Media Buzz Steers Genetic Testing Policy and Reimbursement

Posted by Eleina Cox on Oct 20, 2016 12:03:51 PM

From fashion, to homeland security and the presidential election, the media has a major impact on our daily lives. Though we may not notice it happening, the media also plays a significant role in our healthcare and health management. Take for example, in 2013; Angelina Jolie announced she had a mutation in the BRCA1 gene, which prompted her to undergo significant prophylactic surgeries to reduce her risks of developing breast and ovarian cancers. Angelina’s openness about her genetic status and personal health choices heavily influenced the demand for knowledge and testing for hereditary cancer throughout the United States.
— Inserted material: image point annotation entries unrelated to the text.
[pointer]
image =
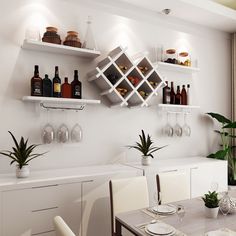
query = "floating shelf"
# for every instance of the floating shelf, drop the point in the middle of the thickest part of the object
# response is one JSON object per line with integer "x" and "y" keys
{"x": 61, "y": 103}
{"x": 177, "y": 68}
{"x": 177, "y": 108}
{"x": 60, "y": 49}
{"x": 125, "y": 83}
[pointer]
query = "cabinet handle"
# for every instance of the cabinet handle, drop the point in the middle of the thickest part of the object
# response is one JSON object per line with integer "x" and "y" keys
{"x": 45, "y": 186}
{"x": 45, "y": 209}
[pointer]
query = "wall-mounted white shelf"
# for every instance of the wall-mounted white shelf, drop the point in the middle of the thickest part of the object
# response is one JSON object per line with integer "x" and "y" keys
{"x": 172, "y": 108}
{"x": 60, "y": 49}
{"x": 61, "y": 103}
{"x": 124, "y": 82}
{"x": 176, "y": 68}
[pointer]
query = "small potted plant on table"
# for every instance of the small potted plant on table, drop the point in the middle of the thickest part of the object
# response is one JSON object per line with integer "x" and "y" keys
{"x": 145, "y": 146}
{"x": 22, "y": 154}
{"x": 211, "y": 204}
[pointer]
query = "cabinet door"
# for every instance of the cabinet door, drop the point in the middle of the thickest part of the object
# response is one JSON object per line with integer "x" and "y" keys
{"x": 96, "y": 204}
{"x": 207, "y": 176}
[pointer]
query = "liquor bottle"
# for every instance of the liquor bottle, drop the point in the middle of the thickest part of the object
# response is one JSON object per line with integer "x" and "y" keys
{"x": 76, "y": 86}
{"x": 36, "y": 83}
{"x": 56, "y": 83}
{"x": 183, "y": 96}
{"x": 178, "y": 96}
{"x": 166, "y": 94}
{"x": 47, "y": 87}
{"x": 188, "y": 95}
{"x": 172, "y": 93}
{"x": 66, "y": 89}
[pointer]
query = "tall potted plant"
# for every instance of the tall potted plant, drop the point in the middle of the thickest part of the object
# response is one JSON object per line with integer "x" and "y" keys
{"x": 226, "y": 151}
{"x": 21, "y": 154}
{"x": 211, "y": 201}
{"x": 146, "y": 147}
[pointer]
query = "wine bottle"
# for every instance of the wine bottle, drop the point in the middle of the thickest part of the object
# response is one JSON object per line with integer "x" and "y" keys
{"x": 188, "y": 95}
{"x": 76, "y": 86}
{"x": 178, "y": 96}
{"x": 66, "y": 89}
{"x": 56, "y": 83}
{"x": 36, "y": 83}
{"x": 166, "y": 94}
{"x": 47, "y": 87}
{"x": 183, "y": 96}
{"x": 172, "y": 93}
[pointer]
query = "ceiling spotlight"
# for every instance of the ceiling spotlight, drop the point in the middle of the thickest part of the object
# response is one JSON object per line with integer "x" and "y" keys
{"x": 166, "y": 11}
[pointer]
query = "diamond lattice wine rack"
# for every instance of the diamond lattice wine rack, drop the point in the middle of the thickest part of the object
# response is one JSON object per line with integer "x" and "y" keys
{"x": 124, "y": 82}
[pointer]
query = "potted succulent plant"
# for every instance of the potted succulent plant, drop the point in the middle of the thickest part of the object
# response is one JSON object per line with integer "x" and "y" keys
{"x": 145, "y": 146}
{"x": 21, "y": 154}
{"x": 227, "y": 148}
{"x": 211, "y": 201}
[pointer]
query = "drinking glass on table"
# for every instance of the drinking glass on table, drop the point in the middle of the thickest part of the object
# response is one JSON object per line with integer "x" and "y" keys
{"x": 180, "y": 211}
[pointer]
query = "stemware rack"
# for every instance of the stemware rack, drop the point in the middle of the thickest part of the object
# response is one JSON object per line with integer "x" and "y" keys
{"x": 135, "y": 83}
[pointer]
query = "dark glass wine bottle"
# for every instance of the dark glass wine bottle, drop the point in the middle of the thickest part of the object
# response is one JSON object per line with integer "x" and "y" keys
{"x": 66, "y": 89}
{"x": 76, "y": 86}
{"x": 183, "y": 96}
{"x": 47, "y": 87}
{"x": 56, "y": 83}
{"x": 36, "y": 83}
{"x": 178, "y": 96}
{"x": 172, "y": 93}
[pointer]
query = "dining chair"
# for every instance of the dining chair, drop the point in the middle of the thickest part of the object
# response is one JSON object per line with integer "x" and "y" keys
{"x": 173, "y": 186}
{"x": 61, "y": 228}
{"x": 127, "y": 194}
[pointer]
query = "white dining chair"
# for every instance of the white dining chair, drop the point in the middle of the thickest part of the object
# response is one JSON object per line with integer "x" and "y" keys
{"x": 61, "y": 228}
{"x": 173, "y": 186}
{"x": 126, "y": 195}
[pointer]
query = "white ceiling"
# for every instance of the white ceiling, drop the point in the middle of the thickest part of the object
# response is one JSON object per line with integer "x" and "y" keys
{"x": 203, "y": 12}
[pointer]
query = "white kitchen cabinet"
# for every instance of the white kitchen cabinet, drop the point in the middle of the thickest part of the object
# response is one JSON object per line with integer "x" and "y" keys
{"x": 208, "y": 176}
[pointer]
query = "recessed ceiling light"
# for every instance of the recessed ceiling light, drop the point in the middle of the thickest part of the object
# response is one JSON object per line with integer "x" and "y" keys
{"x": 166, "y": 11}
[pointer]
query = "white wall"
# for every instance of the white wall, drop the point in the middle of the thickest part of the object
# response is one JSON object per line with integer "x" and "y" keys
{"x": 106, "y": 130}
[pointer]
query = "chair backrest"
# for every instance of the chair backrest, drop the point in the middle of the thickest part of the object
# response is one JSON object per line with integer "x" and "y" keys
{"x": 61, "y": 228}
{"x": 173, "y": 186}
{"x": 127, "y": 194}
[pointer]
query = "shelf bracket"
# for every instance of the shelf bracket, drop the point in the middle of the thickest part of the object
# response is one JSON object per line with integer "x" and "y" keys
{"x": 80, "y": 108}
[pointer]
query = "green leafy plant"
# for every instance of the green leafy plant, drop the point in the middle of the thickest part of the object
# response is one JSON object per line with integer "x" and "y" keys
{"x": 226, "y": 151}
{"x": 145, "y": 146}
{"x": 211, "y": 199}
{"x": 22, "y": 154}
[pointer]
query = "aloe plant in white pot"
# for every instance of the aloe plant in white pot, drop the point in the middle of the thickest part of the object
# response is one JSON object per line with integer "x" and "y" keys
{"x": 145, "y": 146}
{"x": 21, "y": 154}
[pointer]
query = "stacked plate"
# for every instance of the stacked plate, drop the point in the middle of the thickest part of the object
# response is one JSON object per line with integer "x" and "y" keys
{"x": 160, "y": 228}
{"x": 168, "y": 209}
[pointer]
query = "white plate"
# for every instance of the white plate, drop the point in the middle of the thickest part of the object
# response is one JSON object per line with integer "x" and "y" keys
{"x": 160, "y": 228}
{"x": 165, "y": 209}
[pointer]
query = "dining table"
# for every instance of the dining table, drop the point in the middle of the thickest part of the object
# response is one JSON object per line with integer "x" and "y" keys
{"x": 193, "y": 223}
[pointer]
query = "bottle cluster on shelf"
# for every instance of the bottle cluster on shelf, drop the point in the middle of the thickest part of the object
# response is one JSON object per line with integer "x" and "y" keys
{"x": 54, "y": 88}
{"x": 180, "y": 96}
{"x": 124, "y": 82}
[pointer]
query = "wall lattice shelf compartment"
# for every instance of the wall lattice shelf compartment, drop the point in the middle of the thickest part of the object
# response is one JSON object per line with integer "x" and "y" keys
{"x": 124, "y": 82}
{"x": 172, "y": 108}
{"x": 176, "y": 68}
{"x": 60, "y": 49}
{"x": 61, "y": 103}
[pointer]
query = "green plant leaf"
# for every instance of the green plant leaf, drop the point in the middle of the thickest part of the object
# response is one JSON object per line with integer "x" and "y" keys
{"x": 219, "y": 118}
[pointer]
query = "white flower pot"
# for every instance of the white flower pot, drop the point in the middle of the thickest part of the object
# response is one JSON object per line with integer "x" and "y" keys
{"x": 146, "y": 160}
{"x": 211, "y": 212}
{"x": 23, "y": 172}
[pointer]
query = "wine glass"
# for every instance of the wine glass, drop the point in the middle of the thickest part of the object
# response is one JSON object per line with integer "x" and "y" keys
{"x": 180, "y": 211}
{"x": 168, "y": 129}
{"x": 186, "y": 128}
{"x": 177, "y": 128}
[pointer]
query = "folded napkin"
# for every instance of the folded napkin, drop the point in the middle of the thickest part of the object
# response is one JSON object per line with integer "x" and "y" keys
{"x": 221, "y": 232}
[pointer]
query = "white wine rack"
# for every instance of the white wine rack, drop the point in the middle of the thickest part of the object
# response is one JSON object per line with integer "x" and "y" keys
{"x": 124, "y": 82}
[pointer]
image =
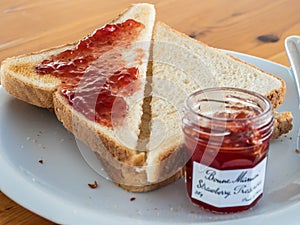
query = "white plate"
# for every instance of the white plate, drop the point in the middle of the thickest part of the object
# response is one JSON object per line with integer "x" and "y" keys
{"x": 58, "y": 188}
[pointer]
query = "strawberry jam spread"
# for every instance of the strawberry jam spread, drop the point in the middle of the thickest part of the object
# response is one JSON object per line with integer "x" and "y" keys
{"x": 94, "y": 75}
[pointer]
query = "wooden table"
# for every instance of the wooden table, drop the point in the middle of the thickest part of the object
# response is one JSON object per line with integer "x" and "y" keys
{"x": 253, "y": 27}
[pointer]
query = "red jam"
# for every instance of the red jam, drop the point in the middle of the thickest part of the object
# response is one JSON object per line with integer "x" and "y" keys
{"x": 94, "y": 75}
{"x": 228, "y": 150}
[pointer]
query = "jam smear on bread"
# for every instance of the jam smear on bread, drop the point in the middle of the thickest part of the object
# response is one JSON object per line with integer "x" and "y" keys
{"x": 94, "y": 75}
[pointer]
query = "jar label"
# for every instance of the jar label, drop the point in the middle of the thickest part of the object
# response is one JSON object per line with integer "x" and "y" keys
{"x": 228, "y": 188}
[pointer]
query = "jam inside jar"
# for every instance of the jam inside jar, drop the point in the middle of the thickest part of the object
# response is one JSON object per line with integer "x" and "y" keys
{"x": 226, "y": 134}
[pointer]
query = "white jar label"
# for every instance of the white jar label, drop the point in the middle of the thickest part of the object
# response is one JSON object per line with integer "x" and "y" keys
{"x": 228, "y": 188}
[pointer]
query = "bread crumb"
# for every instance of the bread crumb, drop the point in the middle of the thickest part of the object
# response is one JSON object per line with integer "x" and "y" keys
{"x": 93, "y": 185}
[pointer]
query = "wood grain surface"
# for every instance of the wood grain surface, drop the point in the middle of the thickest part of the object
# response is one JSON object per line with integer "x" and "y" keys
{"x": 253, "y": 27}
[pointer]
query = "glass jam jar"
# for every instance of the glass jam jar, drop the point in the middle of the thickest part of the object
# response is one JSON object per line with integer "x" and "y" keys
{"x": 226, "y": 134}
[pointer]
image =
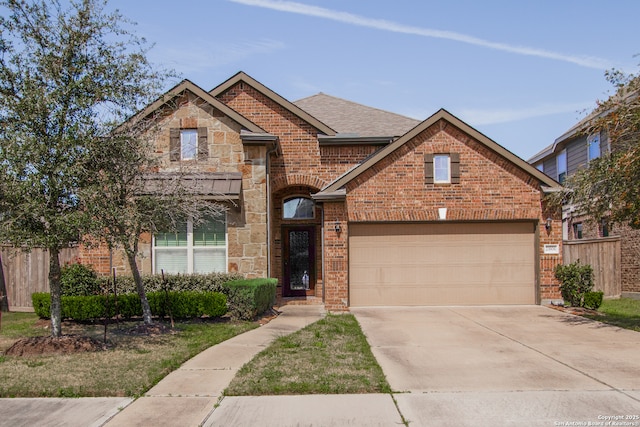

Due to high media coverage and an increase in the number of individuals seeking genetic testing and counseling for hereditary breast and ovarian cancer (HBOC) syndrome, health insurance companies responded by improving financial coverage for individuals meeting certain testing eligibility criteria. These criteria are most commonly based on National Comprehensive Cancer Network (NCCN) Guidelines and include having a personal history of breast and/or other cancers, and/or having first and second degree relatives with a history of breast, ovarian, or other cancers. The criteria and amount of coverage may vary from one insurance company to the next, and even within plans offered by the same insurance company.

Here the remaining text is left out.